Santiago Pérez (baseball)
December 30, 1975 |
Santo Domingo, Dominican Republic
|June 3, 2000 for the Milwaukee Brewers|
Last MLB appearance
|July 1, 2001 for the San Diego Padres|
Santiago Alberto Pérez (born December 30, 1975 in Santo Domingo, Dominican Republic) is a former utility player in Major League Baseball. Pérez was a switch-hitter and threw right-handed. He attended Liceo Victor Estrella High School in Santo Domingo.
Originally signed by the Detroit Tigers in 1993 as an undrafted free agent, Pérez never got higher than High-A ball in their organization, although he did display good speed, stealing 17 or more bases three times in the five seasons he was in the Tigers' organization.
On November 20, 1997, Pérez was traded by Detroit along with Rick Greene and Mike Myers to the Milwaukee Brewers in exchange for Bryce Florie. Pérez started off in Double-A baseball in 1998, but by the end of the season he had seen some time in Triple-A. He remained at the Triple-A level until June 3, 2000, which is when he made his big league debut at the age of 24. He went 0-for-2 in his first game, and he started his career off collecting only two hits in his first 11 at-bats. He collected his first hit off of Valerio de los Santos. His season would not improve much after his poor start, in fact, it would basically stay the same. He ended up hitting .173 in the 52 at-bats that made up his first season. He was however 100% successful in the stolen base category, stealing four bases in four attempts.

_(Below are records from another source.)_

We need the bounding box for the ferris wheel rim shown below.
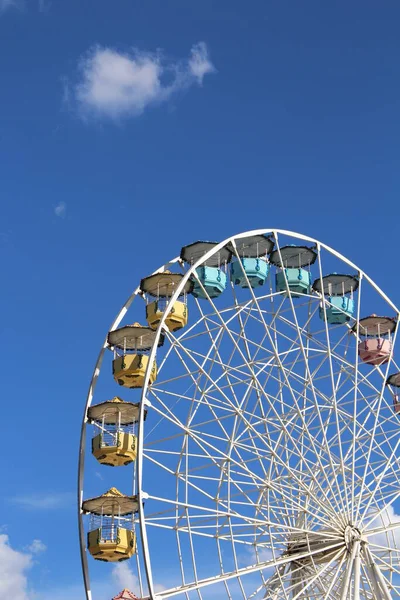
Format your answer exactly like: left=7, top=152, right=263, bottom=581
left=78, top=228, right=400, bottom=600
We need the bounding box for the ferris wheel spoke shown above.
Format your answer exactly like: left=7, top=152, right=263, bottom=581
left=368, top=541, right=400, bottom=557
left=228, top=338, right=350, bottom=520
left=189, top=274, right=276, bottom=381
left=254, top=389, right=347, bottom=521
left=348, top=272, right=363, bottom=528
left=144, top=431, right=276, bottom=510
left=286, top=546, right=346, bottom=600
left=235, top=251, right=351, bottom=521
left=222, top=376, right=343, bottom=525
left=368, top=547, right=400, bottom=578
left=314, top=550, right=347, bottom=599
left=148, top=538, right=345, bottom=600
left=144, top=420, right=293, bottom=522
left=365, top=519, right=400, bottom=541
left=221, top=412, right=340, bottom=526
left=188, top=305, right=274, bottom=461
left=160, top=329, right=253, bottom=415
left=155, top=343, right=343, bottom=526
left=272, top=311, right=351, bottom=374
left=356, top=435, right=400, bottom=525
left=311, top=245, right=350, bottom=522
left=143, top=491, right=343, bottom=543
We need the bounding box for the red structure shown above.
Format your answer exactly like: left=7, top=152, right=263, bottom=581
left=113, top=590, right=140, bottom=600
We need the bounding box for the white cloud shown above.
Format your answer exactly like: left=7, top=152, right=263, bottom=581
left=54, top=201, right=67, bottom=218
left=25, top=539, right=47, bottom=555
left=73, top=42, right=215, bottom=120
left=0, top=0, right=20, bottom=12
left=188, top=42, right=216, bottom=84
left=368, top=504, right=400, bottom=549
left=0, top=533, right=143, bottom=600
left=38, top=0, right=51, bottom=13
left=112, top=562, right=139, bottom=591
left=11, top=492, right=74, bottom=510
left=112, top=563, right=166, bottom=596
left=0, top=534, right=32, bottom=600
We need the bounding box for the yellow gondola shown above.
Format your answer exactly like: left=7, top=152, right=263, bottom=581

In the 2000–2001 offseason, the Brewers sent Pérez with a player to be named later to the San Diego Padres for Brandon Kolb and a player to be named later. The two players to be named would end up being Will Cunnane from the Padres and minor leaguer Chad Green from the Brewers.
Although Pérez was with a new team, his luck did not improve much. He played 43 games with the Padres in 2001, coming to the plate 81 times. He was involved in A. J. Burnett's no-hitter in 2001, obviously on the losing side. He went 0-for-1 (he struck out). Overall, he collected 16 hits for a .198 batting average in 2001-a slight improvement over the previous season, but still a poor average. July 1, 2001, would end up being Pérez's last game in the majors. He collected a walk in his only plate appearance in that game.
Although his big league career was over, his professional career was not. In fact, he was bouncing around the minor leagues as recently as 2005, and in 28 games with Double-A Frisco in 2004, he hit .387.
Even though his career batting statistics were nothing near stellar-overall, he hit .188 with no home runs and six RBI in 133 career at-bats he was still a fairly valuable asset to have on the team, due to his defensive versatility. Not only did he play in all three outfield spots in his career, he also spent time at shortstop and second base. His career fielding percentage was .926.
He wore two numbers in his career - 57 and 1.